Clifford Brantley Smith
Portland —  November 22, 2008 1:46pm ET
After a bout with the flu and strep throat this past year I feel for you James. For me I tend not to drink wine when sick simply because I lose my sense of taste and smell. Of course once I feel like I'm on the mend its not long before a bottle gets uncorked. Take care and get well soon.
Jason M Meyers
Medford, NY —  November 22, 2008 7:19pm ET
He's back...there you go, James - that's what I wanted to see...Get well man.
Richard Robertson
November 22, 2008 9:42pm ET
Jason,Sounds like you need to have a great Saturday night. I recommend the following:Go to the wine cellar and select a bottle of Boone's Farm for your girl and a PBR for yourself: My guess is that yours is in one of 3 places.1) In the cooler under the trailer.2) Out back in the shed, or3) In the back of the truck.I would recommend the bottle of Boone's Farm since I hear that last week was a great vintage for the latest bottling. I think James S. gave it a score of 2, Harvey gave it a score of 4 (mainly due to the fact that it has a screw cap enclosure), and James L. gave it a score of 8 since he heard it was a great new Napa bottling from a heavily financed owner. James M. didn't have time to give it a score since he is sunning in St. Barts and I don't think Boone's makes a rose.Enjoy!!!
Mark Lewis
Napa —  November 23, 2008 2:11am ET
When I feel like crap then I reach for an interesting libation. It is widely available and has bright cherry flavors with a very long finish. It is called Ny-Quil. It can be served at room temperature in a cordial glass, or the 30ml plastic cup. I have found the stemware does not effect the taste whatsoever. Feel better James...
Dennis D Bishop
Shelby Twp., MI, USA —  November 23, 2008 10:58am ET
James, I hope you are back to your tastings and winery visits soon. It is hard to be away from that which you love. However, now you can find the little pleasures of being secluded.

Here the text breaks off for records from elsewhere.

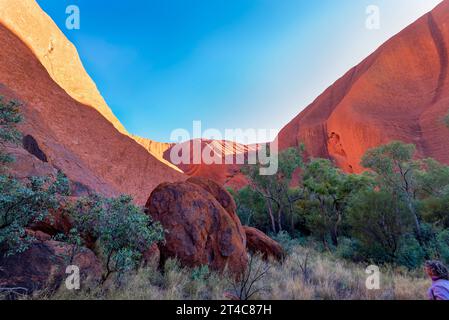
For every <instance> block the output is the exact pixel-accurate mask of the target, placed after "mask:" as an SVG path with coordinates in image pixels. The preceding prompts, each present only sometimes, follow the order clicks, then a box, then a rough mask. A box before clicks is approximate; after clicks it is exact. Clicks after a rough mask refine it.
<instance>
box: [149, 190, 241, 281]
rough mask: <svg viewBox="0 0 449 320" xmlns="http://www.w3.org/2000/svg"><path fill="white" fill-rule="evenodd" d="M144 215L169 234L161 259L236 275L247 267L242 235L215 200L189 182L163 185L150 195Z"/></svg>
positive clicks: (228, 215) (229, 218) (233, 222)
mask: <svg viewBox="0 0 449 320" xmlns="http://www.w3.org/2000/svg"><path fill="white" fill-rule="evenodd" d="M146 208H147V212H148V214H150V215H151V216H152V218H153V219H154V220H155V221H159V222H160V223H161V224H162V225H163V227H164V228H165V229H166V230H167V231H168V233H167V234H166V243H165V244H164V245H161V246H160V251H161V258H162V259H163V260H165V259H167V258H178V259H179V260H180V262H181V263H182V264H183V265H185V266H189V267H198V266H203V265H207V266H209V267H210V268H211V269H213V270H220V271H221V270H225V269H226V268H228V269H229V270H230V271H231V272H234V273H239V272H241V271H242V270H244V268H245V267H246V265H247V259H248V258H247V254H246V247H245V242H244V241H242V239H244V238H245V235H244V234H241V233H240V232H241V231H240V229H239V228H238V227H237V226H236V223H235V220H234V219H233V218H232V217H231V216H230V214H229V212H227V211H226V210H225V209H224V208H223V207H222V206H221V205H220V203H219V202H218V201H217V200H216V199H215V197H214V196H213V195H212V194H210V193H209V192H207V191H206V190H205V189H203V188H202V187H200V186H198V185H196V184H193V183H189V182H177V183H164V184H161V185H160V186H158V187H157V188H156V189H155V190H154V191H153V193H152V194H151V196H150V198H149V199H148V202H147V204H146Z"/></svg>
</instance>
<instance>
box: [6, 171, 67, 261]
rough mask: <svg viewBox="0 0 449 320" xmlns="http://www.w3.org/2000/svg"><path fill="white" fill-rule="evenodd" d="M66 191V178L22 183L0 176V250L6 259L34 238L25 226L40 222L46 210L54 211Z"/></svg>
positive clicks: (20, 252)
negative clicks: (30, 235) (0, 249)
mask: <svg viewBox="0 0 449 320" xmlns="http://www.w3.org/2000/svg"><path fill="white" fill-rule="evenodd" d="M68 190H69V187H68V181H67V179H66V177H65V176H64V175H63V174H62V173H60V174H59V175H58V176H57V178H56V179H53V178H50V177H44V178H37V177H34V178H29V179H28V180H27V181H25V182H22V181H18V180H17V179H14V178H12V177H8V176H0V249H2V250H1V251H2V252H4V253H5V254H6V255H7V256H11V255H14V254H18V253H22V252H24V251H26V250H27V249H28V248H29V245H30V244H31V242H33V241H34V238H33V237H31V236H29V235H28V234H27V233H26V227H28V226H29V225H31V224H33V223H36V222H41V221H43V220H44V219H45V218H46V217H47V216H48V214H49V211H50V210H57V209H58V208H59V206H60V203H61V201H62V198H63V197H64V196H66V195H67V193H68Z"/></svg>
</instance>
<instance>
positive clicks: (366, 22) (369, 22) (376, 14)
mask: <svg viewBox="0 0 449 320" xmlns="http://www.w3.org/2000/svg"><path fill="white" fill-rule="evenodd" d="M366 14H367V18H366V21H365V27H366V28H367V29H368V30H379V29H380V8H379V6H376V5H369V6H367V7H366Z"/></svg>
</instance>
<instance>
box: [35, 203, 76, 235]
mask: <svg viewBox="0 0 449 320" xmlns="http://www.w3.org/2000/svg"><path fill="white" fill-rule="evenodd" d="M72 225H73V224H72V221H71V219H70V217H69V215H68V213H67V212H65V211H64V209H59V210H56V211H50V213H49V214H48V216H47V217H46V218H45V219H44V220H43V221H41V222H37V223H35V224H33V225H31V226H30V227H29V228H30V229H31V230H34V231H40V232H44V233H46V234H48V235H51V236H55V235H57V234H66V235H67V234H68V233H69V232H70V229H71V228H72Z"/></svg>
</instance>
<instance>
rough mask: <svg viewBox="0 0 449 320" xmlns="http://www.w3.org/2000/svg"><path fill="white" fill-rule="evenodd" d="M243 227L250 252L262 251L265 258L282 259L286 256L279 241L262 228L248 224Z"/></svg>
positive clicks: (246, 242)
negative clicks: (245, 235)
mask: <svg viewBox="0 0 449 320" xmlns="http://www.w3.org/2000/svg"><path fill="white" fill-rule="evenodd" d="M243 228H244V229H245V233H246V239H247V240H246V243H247V244H246V245H247V248H248V250H249V251H250V252H252V253H260V254H262V256H263V257H264V258H265V259H269V258H274V259H276V260H279V261H280V260H282V259H283V258H284V256H285V252H284V249H283V248H282V247H281V245H280V244H279V243H277V242H276V241H274V240H273V239H271V238H270V237H268V236H267V235H266V234H265V233H263V232H262V231H260V230H257V229H255V228H251V227H246V226H245V227H243Z"/></svg>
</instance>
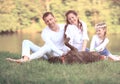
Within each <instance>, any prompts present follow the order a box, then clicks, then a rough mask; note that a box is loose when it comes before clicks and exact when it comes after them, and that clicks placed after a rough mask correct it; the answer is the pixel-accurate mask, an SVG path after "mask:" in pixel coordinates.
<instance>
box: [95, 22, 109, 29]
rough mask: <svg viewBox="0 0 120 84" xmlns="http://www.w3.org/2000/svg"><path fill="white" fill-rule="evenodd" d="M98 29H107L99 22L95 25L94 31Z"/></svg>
mask: <svg viewBox="0 0 120 84" xmlns="http://www.w3.org/2000/svg"><path fill="white" fill-rule="evenodd" d="M98 28H103V29H107V25H106V23H104V22H100V23H98V24H96V25H95V29H98Z"/></svg>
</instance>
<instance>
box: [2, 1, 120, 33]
mask: <svg viewBox="0 0 120 84" xmlns="http://www.w3.org/2000/svg"><path fill="white" fill-rule="evenodd" d="M69 9H73V10H75V11H77V12H78V14H79V17H80V19H81V20H83V21H84V22H86V23H87V25H88V30H90V32H92V30H93V31H94V25H95V23H97V22H100V21H104V22H106V23H107V25H108V27H109V29H108V30H109V31H110V32H111V33H120V32H119V31H118V29H119V27H120V12H119V10H120V0H0V32H1V31H17V30H20V29H24V28H29V27H30V26H31V25H32V24H35V25H36V27H38V29H39V30H42V28H44V26H45V24H44V22H43V21H42V18H41V17H42V14H43V13H44V12H45V11H51V12H53V13H54V14H55V16H56V18H57V21H58V22H59V23H64V22H65V16H64V14H65V12H66V11H67V10H69Z"/></svg>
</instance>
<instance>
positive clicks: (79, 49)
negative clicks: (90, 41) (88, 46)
mask: <svg viewBox="0 0 120 84" xmlns="http://www.w3.org/2000/svg"><path fill="white" fill-rule="evenodd" d="M65 16H66V26H65V34H66V36H67V37H69V38H70V41H69V43H70V44H71V45H73V46H74V47H76V48H77V49H78V50H79V51H86V46H87V42H88V40H89V38H88V34H87V25H86V24H85V23H84V22H83V21H82V20H79V18H78V15H77V13H76V12H75V11H74V10H69V11H67V12H66V14H65ZM69 25H74V26H75V27H74V29H72V28H71V29H70V28H67V26H69Z"/></svg>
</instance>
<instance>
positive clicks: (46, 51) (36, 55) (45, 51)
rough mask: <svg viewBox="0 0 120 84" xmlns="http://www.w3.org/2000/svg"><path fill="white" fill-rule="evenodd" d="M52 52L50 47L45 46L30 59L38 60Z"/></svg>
mask: <svg viewBox="0 0 120 84" xmlns="http://www.w3.org/2000/svg"><path fill="white" fill-rule="evenodd" d="M51 51H52V49H51V47H50V46H49V45H47V44H45V45H44V46H42V47H41V48H39V50H38V51H36V52H35V53H32V54H31V56H30V57H29V58H30V60H33V59H38V58H40V57H43V56H44V55H45V54H46V53H50V52H51Z"/></svg>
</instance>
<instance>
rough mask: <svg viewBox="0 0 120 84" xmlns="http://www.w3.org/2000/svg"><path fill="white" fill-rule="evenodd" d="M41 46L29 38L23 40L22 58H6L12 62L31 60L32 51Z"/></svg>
mask: <svg viewBox="0 0 120 84" xmlns="http://www.w3.org/2000/svg"><path fill="white" fill-rule="evenodd" d="M39 49H40V47H39V46H37V45H35V44H34V43H32V42H31V41H29V40H23V42H22V58H20V59H13V58H6V60H8V61H11V62H17V63H20V62H26V61H29V59H30V51H33V52H36V51H37V50H39Z"/></svg>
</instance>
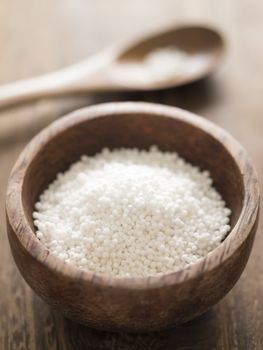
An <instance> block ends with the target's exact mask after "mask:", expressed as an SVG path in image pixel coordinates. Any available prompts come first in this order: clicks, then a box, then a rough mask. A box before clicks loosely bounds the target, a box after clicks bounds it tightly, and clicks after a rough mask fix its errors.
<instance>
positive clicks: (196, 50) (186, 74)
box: [112, 26, 225, 90]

Read that book you have been meaning to get to, search the web for a great new recipe, and when your palate allows and you are up to it, enjoy the solitary pleasure of a nice bottle of wine, consumed over two days. This is time for adventure, not remorse.dennyb
James Suckling
 —  November 23, 2008 11:01am ET
Thanks for the kind words. This weekend has been like that. Looking forward to a glass of wine soon!